Great things are happening here. Notice that objects with air resistance reach incredibly high velocities as they fall into the upper atmosphere, where there is little air resistance. However, once it enters thick air, it slows down. Due to the low resolution of my atmospheric density model (at very high altitudes), the cockroaches exhibit strange speeds.
But all of these objects eventually reach some terminal velocity. For a bowling ball, this final velocity is 83 m/s (185 mph), but for a cockroach it is only 1.5 m/s (3.3 mph). The tennis ball is between these two and has a terminal velocity of 23.8 m/s (53 mph). If you want to try a different object, use the link to code and enter the value of the object you want to delete.
From a survivability perspective, cockroaches seem to have a chance of survival. If you’ve ever seen a cockroach, you know that they can easily move faster than a person can walk. Its speed is about 3 miles per hour. I feel like if I can move that fast on the floor, I can withstand impact with the ground at the same speed.

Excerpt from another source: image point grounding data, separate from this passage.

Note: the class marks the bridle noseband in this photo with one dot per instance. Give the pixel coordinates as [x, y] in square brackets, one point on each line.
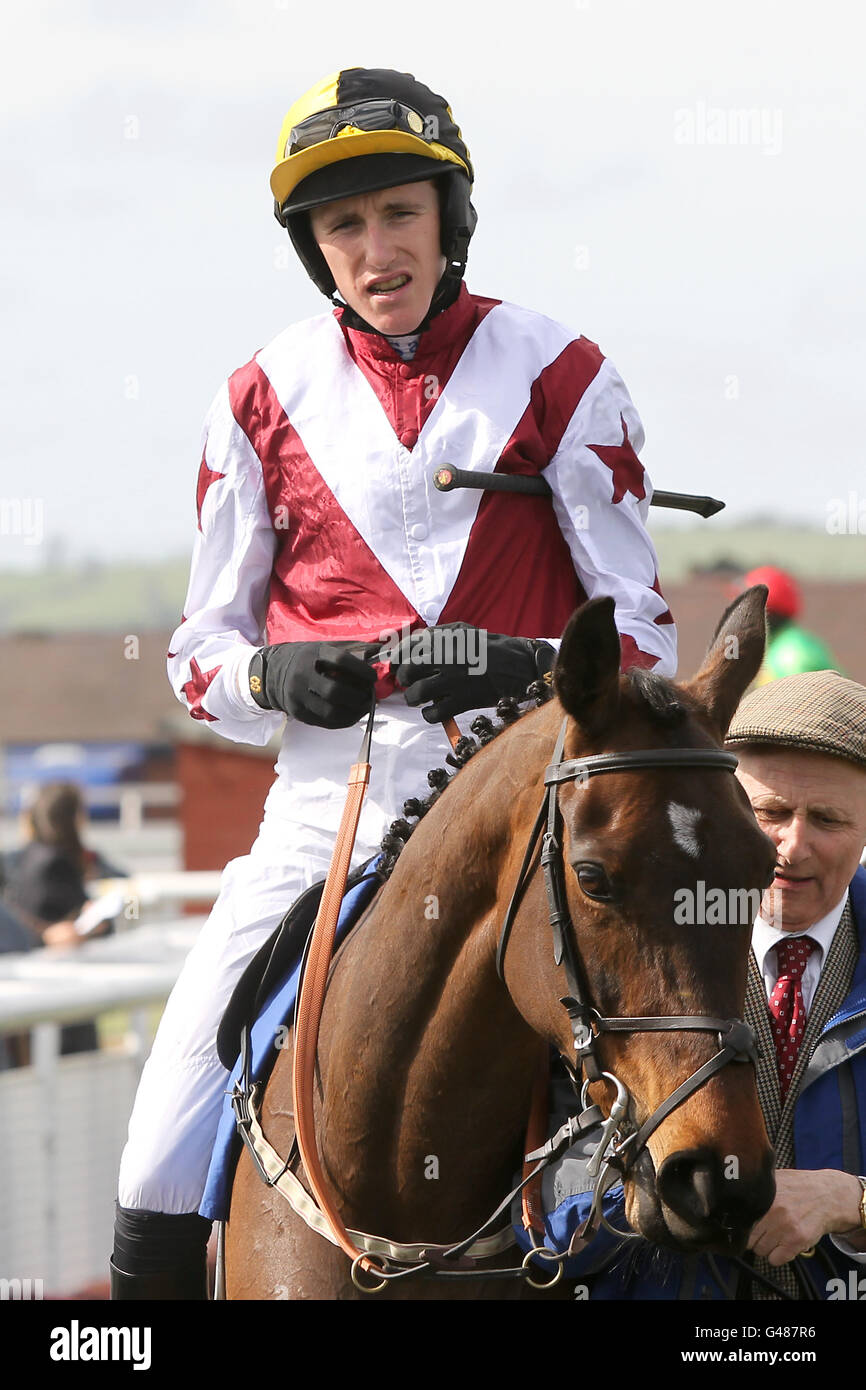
[613, 1155]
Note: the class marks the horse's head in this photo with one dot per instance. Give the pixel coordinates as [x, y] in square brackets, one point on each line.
[663, 866]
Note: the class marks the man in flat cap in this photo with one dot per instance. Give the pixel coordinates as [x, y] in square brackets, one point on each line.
[801, 742]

A tennis ball should be fine too. Its terminal velocity is that seen during a tennis match. But that bowling ball will probably break. If it hits a hard surface like cement or dry soil, it will definitely explode. Softer materials, such as water or mud, may be able to withstand the impact.
Falling and heating
If you’ve ever paid attention to anything related to space exploration, you know that objects become hot when they re-enter the atmosphere at very high speeds. The interaction between the object and the air creates an air resistance force that pushes backwards, but also compresses the air in front of the moving vehicle. This compressed air becomes hot and heats the front of the falling object. For a spacecraft during reentry, this heating can be very extreme, so extreme that a heat shield is required to prevent the rest of the spacecraft from melting.
So what about falling objects? Things can get pretty complicated, especially when you’re dealing with moving air at high speeds, and that’s okay. Since this is just a hobby and not a real aerospace application, a rough approximation can be used to calculate the amount of heating during the fall.